Big public events are often used to showcase new technology: the Consumer Electronics Show in Las Vegas, the Bett Show in London, and now the Glastonbury outdoor festival in England, where early last the mobile phone company Vodafone chose to showcase a new line: the Power Shorts, an item of clothing that turns motion and even body heat into electricity.
The shorts were naturally a big hit, and quite appropriate for the venue since they use motion (like dancing), to boost the battery life of your mobile devices. Created with help from scientists at the University of Southampton, the shorts incorporate a Power Pocket that contains foam-like ferroelectret materials with pockets of permanently charged surfaces. When the material gets squashed or deformed through movement, kinetic energy gets produced.
But for those who are looking for a way to charge their gear without exertion, Vodafone is also working on a Recharge Sleeping Bag. This bag apparently harvests body heat via the “Seebeck effect,” a process that produces a voltage from the temperature differences across a thermoelectric module.
These modules are printed on the fabric of the sleeping bag, which supposedly can transform an 8-hour snooze into 11 hours of smartphone battery life. As Stephen Beeby, a professor of electronic systems at the University of Southampton who worked on the innovations explained:
One side of that is cold and the other is hot, and when you get a flow of heat through it you can create a voltage and a current. Voltage and current together equals electrical power.
And this is not the first time that Vodafone chose to unveil something new and innovative that just happens to take advantage of the principles of piezoelectricity during a musical event. For those who attended the Isle of Wight Festival last year, the Vodafone Booster Brolley, a prototype parasol that keeps your phone charged while it keeps you dry might ring a bell.

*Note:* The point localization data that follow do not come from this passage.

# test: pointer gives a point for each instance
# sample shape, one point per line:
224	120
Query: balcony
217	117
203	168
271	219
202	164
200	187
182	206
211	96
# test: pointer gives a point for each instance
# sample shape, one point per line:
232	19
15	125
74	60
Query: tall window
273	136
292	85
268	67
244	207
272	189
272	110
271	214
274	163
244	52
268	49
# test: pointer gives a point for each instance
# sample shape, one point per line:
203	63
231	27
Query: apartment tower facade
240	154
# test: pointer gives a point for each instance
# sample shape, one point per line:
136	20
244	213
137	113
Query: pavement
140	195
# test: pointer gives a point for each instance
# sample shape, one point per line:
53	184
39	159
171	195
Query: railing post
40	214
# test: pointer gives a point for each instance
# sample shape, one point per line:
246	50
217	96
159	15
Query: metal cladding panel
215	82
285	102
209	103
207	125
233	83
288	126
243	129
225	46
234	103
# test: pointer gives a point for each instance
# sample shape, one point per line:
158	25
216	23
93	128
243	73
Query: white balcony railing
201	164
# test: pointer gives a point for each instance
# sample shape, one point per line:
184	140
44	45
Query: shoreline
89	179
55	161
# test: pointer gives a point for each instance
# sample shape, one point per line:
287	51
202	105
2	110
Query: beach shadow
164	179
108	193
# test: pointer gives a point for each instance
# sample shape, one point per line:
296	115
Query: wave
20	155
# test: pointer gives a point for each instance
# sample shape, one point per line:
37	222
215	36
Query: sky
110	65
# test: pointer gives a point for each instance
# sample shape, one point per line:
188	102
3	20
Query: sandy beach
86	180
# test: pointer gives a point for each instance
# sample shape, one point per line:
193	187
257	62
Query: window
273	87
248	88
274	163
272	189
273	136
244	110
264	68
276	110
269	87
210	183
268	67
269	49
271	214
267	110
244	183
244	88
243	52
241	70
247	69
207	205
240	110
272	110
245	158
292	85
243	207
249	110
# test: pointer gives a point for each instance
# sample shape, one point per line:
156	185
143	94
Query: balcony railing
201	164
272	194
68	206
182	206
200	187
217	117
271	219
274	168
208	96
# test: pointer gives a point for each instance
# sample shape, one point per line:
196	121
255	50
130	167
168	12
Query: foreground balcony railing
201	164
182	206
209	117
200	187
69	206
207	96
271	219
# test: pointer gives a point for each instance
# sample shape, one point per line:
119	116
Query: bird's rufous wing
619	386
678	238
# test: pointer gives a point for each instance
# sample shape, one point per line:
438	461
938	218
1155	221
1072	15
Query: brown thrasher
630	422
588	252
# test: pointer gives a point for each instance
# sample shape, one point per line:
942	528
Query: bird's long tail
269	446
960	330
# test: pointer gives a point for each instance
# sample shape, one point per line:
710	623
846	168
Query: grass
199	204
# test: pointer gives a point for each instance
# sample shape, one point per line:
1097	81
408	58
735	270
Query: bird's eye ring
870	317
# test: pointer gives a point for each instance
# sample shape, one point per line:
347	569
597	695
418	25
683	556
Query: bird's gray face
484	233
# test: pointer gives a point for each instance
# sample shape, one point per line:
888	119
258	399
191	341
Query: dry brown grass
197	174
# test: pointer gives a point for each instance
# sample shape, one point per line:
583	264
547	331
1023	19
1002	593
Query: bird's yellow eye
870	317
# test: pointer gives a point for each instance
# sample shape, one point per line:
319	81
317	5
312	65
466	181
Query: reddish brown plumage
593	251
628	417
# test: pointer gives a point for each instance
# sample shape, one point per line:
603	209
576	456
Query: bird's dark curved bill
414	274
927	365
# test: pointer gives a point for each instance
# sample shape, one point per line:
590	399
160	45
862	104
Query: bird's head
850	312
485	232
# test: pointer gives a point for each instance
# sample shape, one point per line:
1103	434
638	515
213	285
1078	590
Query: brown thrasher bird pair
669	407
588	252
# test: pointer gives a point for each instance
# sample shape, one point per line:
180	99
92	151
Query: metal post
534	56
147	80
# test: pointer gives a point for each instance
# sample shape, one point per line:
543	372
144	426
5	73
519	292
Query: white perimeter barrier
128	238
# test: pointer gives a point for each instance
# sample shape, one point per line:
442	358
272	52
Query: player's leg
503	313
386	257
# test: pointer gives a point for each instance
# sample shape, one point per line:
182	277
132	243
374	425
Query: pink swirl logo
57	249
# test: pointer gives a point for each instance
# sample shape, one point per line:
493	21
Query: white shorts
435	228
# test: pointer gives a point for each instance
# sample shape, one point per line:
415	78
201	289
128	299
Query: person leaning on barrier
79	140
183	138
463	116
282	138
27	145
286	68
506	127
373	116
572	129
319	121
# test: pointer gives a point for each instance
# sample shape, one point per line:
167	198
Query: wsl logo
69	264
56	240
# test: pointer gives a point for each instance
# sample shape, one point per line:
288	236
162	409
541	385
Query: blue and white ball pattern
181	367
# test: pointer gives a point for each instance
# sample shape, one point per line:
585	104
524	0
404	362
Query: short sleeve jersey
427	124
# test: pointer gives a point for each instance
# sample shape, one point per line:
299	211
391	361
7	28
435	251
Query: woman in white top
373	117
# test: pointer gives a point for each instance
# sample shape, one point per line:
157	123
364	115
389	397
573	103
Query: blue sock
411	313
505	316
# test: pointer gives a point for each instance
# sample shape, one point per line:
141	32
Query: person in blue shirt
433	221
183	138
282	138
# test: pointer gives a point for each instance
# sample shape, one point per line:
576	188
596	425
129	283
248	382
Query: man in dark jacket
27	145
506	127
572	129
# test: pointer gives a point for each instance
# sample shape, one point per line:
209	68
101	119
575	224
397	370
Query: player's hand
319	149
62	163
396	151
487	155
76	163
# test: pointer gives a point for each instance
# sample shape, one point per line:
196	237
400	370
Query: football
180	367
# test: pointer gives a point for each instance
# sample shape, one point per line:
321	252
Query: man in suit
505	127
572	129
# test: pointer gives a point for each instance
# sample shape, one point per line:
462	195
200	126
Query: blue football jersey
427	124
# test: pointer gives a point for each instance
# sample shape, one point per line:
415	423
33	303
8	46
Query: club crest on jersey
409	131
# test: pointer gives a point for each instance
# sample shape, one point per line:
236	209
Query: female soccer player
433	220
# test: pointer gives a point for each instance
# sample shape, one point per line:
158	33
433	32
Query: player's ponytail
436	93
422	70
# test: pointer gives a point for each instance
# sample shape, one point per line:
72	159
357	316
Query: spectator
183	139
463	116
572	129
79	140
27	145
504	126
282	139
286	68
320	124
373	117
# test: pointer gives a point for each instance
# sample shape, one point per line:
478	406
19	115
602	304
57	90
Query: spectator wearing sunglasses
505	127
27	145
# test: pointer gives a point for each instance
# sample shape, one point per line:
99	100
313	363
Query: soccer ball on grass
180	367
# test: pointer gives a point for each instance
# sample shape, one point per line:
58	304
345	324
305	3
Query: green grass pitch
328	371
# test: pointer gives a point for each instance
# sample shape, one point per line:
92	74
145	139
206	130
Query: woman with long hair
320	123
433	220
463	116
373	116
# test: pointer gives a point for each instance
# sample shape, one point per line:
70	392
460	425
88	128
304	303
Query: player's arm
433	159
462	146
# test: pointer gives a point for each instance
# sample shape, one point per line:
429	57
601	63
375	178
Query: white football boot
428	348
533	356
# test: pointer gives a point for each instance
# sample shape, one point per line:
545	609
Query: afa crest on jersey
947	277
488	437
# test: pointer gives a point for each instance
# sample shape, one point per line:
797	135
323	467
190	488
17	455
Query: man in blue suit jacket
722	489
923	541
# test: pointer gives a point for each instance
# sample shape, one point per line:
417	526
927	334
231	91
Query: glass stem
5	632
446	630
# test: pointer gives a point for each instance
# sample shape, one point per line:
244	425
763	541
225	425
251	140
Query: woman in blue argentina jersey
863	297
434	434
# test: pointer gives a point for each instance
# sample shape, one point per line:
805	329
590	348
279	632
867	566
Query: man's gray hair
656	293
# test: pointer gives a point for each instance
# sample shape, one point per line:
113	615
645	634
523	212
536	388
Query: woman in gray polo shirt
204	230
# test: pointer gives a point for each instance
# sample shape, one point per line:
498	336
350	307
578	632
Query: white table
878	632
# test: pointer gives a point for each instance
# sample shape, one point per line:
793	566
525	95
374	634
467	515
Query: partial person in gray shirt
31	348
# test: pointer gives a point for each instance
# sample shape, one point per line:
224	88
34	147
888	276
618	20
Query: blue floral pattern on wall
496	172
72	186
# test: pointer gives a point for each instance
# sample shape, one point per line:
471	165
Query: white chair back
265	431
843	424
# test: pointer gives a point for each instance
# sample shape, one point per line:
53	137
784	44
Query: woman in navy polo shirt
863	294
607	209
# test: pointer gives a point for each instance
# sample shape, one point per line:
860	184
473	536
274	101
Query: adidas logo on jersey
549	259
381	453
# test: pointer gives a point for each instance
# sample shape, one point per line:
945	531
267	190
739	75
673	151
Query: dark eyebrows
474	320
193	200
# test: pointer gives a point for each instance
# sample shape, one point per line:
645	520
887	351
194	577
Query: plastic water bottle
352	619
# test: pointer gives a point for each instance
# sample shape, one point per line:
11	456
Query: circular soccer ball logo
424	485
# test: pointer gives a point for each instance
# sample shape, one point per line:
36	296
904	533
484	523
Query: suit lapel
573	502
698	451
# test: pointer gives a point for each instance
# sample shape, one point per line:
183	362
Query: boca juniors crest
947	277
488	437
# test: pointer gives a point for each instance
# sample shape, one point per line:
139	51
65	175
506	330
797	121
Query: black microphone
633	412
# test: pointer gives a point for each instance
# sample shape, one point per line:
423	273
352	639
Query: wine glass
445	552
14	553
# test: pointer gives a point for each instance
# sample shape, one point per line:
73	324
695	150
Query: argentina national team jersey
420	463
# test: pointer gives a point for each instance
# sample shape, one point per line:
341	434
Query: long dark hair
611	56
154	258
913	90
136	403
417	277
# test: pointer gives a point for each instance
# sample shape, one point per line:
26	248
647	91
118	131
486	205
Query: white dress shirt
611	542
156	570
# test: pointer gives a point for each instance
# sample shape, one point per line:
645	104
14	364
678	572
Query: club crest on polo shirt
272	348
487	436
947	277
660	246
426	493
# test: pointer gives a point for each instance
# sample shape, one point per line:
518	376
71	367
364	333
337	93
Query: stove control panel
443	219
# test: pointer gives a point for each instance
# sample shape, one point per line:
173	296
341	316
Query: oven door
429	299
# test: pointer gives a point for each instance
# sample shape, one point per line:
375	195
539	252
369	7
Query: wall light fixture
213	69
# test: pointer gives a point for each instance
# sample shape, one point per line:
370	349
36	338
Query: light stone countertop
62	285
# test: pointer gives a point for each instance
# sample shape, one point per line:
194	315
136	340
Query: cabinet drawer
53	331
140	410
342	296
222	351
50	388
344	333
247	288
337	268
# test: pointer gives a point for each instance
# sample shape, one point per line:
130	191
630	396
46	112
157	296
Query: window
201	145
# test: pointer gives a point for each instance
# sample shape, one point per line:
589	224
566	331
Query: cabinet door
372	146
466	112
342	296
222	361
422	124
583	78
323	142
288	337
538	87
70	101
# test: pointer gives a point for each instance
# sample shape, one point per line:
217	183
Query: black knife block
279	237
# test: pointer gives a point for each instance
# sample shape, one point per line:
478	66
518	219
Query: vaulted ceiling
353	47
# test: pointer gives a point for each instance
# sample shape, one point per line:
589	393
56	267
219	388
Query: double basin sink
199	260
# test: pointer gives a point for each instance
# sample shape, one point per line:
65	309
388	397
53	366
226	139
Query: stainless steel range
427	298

These are by no means the only examples of kinetic energy devices these days. For example, a piezoelectric rubber material produced by Princeton and Caltech a few years back, is already being considered for shoes and other mobile devices as a means of recharging personal electronics.
And remember Pavegen, the rubber panels that turned runners steps at the finishing line of the Paris Marathon into actual electricity? This technology is already being adapted to provide electricity for a Grammar School in Kent, England, utilizing the thousands of steps students take everyday to keep the lights on.
Such concepts are likely to be powering just about all our devices in the not-too-distant future, at least in part. And beyond personal electronics, piezoelectric motors are also sure to be turning up in buildings and public spaces in the near future. In addition to stairways, hallways, and sidewalks, any surface in the city that moves or is touched on a regular basis could be converted to providing power.
Very clean, and very renewable. People still do a great deal of getting around by foot these days, and if we can convert that motion into energy, so much the better!